The market is shifting fast, and accounting firms that spot these changes early will come out ahead. According to Intuit QuickBooks’ Entrepreneurship in 2025 survey, one in five small business owners say they don’t currently have an accountant but are actively looking for one. That’s a lot of potential clients who need your expertise. Is your firm ready to meet this demand?
Here are three small business trends for your accounting firm to keep in mind this year:
1. Accountants may be scarce, but new small businesses continue to increase
It’s no secret that the accounting profession is facing a talent shortage as more experienced accountants retire or leave the industry and fewer young professionals enter the field. The requirements to become a CPA have deterred prospective candidates, leading to a decline in new accountants joining the workforce.
But at the same time, the number of small businesses is steadily growing, creating a major opportunity for your firm to expand its client base this year. The Entrepreneurship survey found that more than half (54%) of respondents plan to start a new business this year. That’s a wave of new entrepreneurs who will need the right financial guidance, tax planning and compliance support to ensure their first year in business is successful and represents the beginning of long-term success.
Accounting firms can position themselves to take advantage of this demand using technologies like AI to help close the gap. Additionally, for firms looking to grow, targeting the right clients is key. Whether through niche specialization, local networking, or strategic marketing — meeting business owners where they are can help firms build lasting relationships. Investing in outreach now can pay dividends in the form of long-term growth-potential clients and a stronger, more resilient practice.
2. Small businesses are prioritizing technology — and so should your firm
Small business owners are jumping on the tech bandwagon, and they’re not slowing down. From AI-powered bookkeeping to automated invoicing, they’re leaning on new tools to streamline operations, save time, and run their businesses more efficiently and effectively.
Why should your firm take note? Because business owners want more from their accountants than just tax returns and payroll. They’re looking for real-time financial insights, business advice and hands-on support to help them navigate evolving economic challenges like rising costs and higher interest rates.
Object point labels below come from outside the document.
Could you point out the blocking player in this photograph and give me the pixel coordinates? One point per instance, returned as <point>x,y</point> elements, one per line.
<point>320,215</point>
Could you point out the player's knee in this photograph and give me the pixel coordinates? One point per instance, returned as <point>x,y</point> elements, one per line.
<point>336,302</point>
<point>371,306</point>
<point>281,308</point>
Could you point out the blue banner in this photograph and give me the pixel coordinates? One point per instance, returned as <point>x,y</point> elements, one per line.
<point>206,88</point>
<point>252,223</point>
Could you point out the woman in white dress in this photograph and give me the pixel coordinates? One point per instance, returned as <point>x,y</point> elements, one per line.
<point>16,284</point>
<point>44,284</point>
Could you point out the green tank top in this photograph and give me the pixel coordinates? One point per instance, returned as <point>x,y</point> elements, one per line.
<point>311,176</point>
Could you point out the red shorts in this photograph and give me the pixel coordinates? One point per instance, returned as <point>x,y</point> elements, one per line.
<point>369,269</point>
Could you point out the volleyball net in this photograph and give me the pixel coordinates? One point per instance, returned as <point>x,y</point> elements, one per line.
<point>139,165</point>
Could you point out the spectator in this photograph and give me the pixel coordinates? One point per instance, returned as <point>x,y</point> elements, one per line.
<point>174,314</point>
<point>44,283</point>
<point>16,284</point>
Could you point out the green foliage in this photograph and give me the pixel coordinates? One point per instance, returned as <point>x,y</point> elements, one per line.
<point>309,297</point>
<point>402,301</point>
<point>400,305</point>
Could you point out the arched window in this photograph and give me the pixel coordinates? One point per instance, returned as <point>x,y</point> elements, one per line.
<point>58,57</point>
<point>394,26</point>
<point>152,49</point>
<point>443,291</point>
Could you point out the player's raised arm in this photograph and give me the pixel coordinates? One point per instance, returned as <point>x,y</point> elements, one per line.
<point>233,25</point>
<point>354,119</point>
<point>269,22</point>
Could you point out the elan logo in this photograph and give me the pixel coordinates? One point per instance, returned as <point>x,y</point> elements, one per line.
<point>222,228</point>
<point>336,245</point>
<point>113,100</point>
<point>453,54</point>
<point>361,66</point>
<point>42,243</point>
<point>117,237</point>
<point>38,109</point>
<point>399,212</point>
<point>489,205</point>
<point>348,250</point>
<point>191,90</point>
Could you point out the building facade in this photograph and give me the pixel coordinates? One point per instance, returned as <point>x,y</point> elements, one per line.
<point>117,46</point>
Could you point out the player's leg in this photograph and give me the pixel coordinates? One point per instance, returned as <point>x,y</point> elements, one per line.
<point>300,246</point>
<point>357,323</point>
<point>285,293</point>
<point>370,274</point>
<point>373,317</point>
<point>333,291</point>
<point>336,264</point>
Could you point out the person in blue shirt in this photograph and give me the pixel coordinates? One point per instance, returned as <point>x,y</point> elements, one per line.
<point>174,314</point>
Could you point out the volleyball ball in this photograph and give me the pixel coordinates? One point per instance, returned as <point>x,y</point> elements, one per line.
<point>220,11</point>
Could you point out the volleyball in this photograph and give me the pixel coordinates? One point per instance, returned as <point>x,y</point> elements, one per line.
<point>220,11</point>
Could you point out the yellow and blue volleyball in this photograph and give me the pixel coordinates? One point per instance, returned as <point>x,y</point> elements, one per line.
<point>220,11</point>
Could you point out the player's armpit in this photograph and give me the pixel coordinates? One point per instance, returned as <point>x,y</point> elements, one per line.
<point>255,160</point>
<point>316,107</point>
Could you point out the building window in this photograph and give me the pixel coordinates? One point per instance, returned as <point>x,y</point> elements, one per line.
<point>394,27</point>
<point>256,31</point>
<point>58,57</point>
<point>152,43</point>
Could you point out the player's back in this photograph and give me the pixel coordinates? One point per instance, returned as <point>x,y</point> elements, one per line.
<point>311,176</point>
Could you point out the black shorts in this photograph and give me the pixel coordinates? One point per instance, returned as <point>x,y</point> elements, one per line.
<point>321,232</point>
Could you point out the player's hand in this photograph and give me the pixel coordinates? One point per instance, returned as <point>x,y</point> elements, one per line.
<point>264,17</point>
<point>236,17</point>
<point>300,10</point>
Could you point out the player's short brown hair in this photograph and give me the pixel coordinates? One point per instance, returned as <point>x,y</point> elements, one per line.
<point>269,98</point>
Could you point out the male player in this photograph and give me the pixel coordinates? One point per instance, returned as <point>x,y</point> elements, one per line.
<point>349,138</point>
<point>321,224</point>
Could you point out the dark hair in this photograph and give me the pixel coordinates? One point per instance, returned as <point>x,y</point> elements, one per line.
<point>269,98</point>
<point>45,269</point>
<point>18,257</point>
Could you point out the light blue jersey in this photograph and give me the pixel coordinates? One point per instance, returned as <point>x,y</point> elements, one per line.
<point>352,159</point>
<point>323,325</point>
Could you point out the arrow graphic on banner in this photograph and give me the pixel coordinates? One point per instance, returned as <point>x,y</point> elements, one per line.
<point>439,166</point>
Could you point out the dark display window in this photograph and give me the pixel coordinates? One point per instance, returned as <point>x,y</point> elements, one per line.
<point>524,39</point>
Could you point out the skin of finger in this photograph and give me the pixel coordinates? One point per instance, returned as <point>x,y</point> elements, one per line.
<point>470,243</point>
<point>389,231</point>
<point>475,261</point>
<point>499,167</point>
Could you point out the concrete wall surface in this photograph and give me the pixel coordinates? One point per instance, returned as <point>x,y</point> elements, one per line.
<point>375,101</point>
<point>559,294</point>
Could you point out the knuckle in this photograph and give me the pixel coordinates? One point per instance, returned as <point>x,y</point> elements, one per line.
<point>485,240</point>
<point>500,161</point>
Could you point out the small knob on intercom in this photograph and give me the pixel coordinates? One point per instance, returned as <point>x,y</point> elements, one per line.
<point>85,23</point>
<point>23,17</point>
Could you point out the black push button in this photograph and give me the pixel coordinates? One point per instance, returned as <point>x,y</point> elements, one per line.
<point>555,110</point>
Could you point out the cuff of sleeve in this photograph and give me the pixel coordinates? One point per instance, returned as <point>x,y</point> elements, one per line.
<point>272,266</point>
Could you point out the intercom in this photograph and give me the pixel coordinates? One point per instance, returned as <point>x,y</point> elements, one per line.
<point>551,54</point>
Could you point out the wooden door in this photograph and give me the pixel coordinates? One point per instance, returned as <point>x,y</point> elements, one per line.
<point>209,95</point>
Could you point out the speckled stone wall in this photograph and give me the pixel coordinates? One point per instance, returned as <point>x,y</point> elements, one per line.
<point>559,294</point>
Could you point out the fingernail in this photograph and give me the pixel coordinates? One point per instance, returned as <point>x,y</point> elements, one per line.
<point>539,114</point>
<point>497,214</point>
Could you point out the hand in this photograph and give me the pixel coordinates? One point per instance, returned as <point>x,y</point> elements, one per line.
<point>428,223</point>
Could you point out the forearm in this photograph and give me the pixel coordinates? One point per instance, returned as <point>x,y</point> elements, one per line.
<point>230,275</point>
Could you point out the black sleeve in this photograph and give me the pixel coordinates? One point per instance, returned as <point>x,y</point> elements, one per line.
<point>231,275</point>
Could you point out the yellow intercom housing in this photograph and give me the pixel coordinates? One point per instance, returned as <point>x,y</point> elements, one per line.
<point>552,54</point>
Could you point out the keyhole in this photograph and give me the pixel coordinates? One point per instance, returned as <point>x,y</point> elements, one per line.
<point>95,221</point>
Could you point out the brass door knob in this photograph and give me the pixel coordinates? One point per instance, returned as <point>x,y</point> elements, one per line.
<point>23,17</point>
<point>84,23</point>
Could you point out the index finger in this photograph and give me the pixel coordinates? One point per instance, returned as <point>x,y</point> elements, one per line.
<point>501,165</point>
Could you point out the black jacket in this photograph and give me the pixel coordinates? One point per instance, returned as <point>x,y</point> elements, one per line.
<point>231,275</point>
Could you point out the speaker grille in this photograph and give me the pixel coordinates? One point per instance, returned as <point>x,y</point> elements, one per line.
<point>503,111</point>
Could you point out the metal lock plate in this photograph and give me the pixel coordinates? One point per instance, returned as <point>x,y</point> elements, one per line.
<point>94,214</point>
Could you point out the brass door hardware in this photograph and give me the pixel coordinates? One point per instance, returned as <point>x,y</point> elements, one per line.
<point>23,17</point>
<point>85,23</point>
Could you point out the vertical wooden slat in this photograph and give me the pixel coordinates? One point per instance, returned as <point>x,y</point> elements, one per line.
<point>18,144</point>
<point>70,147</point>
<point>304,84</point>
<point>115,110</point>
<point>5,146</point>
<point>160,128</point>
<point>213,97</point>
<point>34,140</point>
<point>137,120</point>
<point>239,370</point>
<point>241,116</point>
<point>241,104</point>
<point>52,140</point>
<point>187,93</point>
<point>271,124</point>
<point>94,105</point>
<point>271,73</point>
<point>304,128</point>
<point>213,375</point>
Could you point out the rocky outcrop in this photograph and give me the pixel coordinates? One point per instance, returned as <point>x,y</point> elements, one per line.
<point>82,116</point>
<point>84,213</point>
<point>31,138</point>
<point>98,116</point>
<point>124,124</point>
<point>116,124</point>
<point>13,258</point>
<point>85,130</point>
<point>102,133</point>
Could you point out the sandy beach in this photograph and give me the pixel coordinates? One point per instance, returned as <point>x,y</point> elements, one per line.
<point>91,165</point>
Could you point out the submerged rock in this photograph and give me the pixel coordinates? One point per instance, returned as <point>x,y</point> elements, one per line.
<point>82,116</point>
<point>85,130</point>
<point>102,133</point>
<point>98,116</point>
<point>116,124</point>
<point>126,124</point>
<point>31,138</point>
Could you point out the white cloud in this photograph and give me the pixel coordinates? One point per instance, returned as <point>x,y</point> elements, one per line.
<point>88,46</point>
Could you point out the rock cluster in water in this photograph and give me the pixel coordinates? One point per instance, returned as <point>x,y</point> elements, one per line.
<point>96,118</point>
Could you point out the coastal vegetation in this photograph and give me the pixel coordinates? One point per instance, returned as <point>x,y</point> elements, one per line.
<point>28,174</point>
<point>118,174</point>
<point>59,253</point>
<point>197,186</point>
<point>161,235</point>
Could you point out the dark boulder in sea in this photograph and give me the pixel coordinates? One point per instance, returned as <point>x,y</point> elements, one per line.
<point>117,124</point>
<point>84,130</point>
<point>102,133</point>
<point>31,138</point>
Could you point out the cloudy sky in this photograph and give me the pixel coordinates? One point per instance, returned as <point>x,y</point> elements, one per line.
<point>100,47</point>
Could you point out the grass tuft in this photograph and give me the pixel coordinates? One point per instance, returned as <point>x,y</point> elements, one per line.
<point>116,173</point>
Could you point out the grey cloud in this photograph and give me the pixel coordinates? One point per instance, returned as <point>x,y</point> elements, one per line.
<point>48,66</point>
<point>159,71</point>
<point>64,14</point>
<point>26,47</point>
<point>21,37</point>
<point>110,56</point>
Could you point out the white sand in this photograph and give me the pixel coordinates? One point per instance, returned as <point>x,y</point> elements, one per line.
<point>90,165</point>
That’s where technology and human expertise come together. On average, firms planned to invest $25,000 in accounting and bookkeeping technologies last year. Investing in technologies like AI-enabled tools helps firms automate repetitive tasks and crunch data faster. These tools are powerful when paired with an accountant’s experience and industry knowledge. They arm accountants with insights that can shed light on big-picture trends, guide a client’s financial decisions, and keep back-office operations running smoothly.
3. Errors are common for entrepreneurs who manage their own business taxes
Financial management is not always a small business owner’s expertise. While entrepreneurs need some level of financial literacy to run and grow their businesses, most are learning as they go. One of the biggest areas of concern? Taxes. In fact, 34% of business owners say they’ve made an error when filing business taxes in the past. This includes overpaying or underpaying taxes, filing at the wrong time, or using the wrong forms.
Across the board, business owners cite understanding tax laws and regulations as the most challenging aspect of filing business taxes, followed by keeping track of necessary documentation and maximizing tax credits and incentives. For accountants, this represents a clear opportunity to provide guidance and strategic support, helping clients navigate complex financial requirements while positioning their firms as trusted advisors.
With entrepreneurship on the rise this year, accounting firms have an opportunity to play an important role in small business success. Whether it’s tax season or beyond, keeping these small business trends in mind will help your firm stay competitive and drive long-term growth for both your business and the clients you serve.